🔍 Introducing MIM
Users can deposit Interest-Bearing Assets on abracadabra, and use those as collaterals to borrow the stable coin MIM but how does MIM work? Abracadabra uses interest-bearing crypto assets as collateral to mint MIM, which can be swapped for other stablecoins. Loan liquidations on Abracadabra differ from other stablecoin/lending protocols, in that each collateralized debt position (CDP) is unique and has its own liquidation price. When the liquidation price for an individual CDP is crossed, a liquidator can buy the position by paying off any outstanding MIM.
Since MIM is a USD pegged stable coin, it needs to remain pegged to the USD. The mechanics used rely on arbitrage, keeping it simple. This can happen in several ways:
📍 Users that hold debt, in MIM, might notice that MIM is trading on some market below 1 USD and decide to buy some MIM at this discount to repay some of their debt. This purchase of MIM will have a price rising effect relative to their volume.
📍 Users that hold components (valid collateral), might notice that MIM is trading on some market above 1 USD and decide to open a position and sell the MIM borrowed to put to use elsewhere.
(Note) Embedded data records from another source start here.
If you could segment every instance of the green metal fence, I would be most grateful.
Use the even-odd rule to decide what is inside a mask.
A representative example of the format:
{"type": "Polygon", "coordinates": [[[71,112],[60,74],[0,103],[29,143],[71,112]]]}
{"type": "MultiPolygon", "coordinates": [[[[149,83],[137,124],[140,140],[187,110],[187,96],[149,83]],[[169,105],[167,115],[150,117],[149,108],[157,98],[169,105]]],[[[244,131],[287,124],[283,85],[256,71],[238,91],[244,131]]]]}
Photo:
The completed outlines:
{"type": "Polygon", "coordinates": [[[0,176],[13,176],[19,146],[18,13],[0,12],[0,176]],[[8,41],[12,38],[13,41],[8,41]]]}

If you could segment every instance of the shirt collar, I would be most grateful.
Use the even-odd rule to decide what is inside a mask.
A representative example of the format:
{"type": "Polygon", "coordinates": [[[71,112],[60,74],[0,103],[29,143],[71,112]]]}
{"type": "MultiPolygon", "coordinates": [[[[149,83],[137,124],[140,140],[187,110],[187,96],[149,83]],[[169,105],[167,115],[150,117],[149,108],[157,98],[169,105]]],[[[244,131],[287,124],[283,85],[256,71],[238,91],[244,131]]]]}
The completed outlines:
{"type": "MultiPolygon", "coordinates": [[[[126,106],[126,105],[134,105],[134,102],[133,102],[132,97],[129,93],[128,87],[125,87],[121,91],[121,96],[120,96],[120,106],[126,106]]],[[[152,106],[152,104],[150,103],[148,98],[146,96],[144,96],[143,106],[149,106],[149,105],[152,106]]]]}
This transaction will have a price lowering effect relative to their volume.
📍 Users that hold other cryptocurrencies, (stablecoins or not) might see MIM trading differently on two of the above mentioned markets and decide to buy MIM on one market where the price is below 1USD and sell on another where the price is either at 1USD or above. This can also happen in reverse.
In most cases, a lot of the Market to Market arbitrage is done by automated bots that constantly monitor pools for opportunities to capitalize on these price differences. This has the benefit of having price pegs being corrected quite rapidly.
MIM presents itself as a stablecoin with high historical volatility and a modest market cap, for this reason it has been classified as a high risk stablecoin, but has shown resilience to various market phases, especially during the bear market.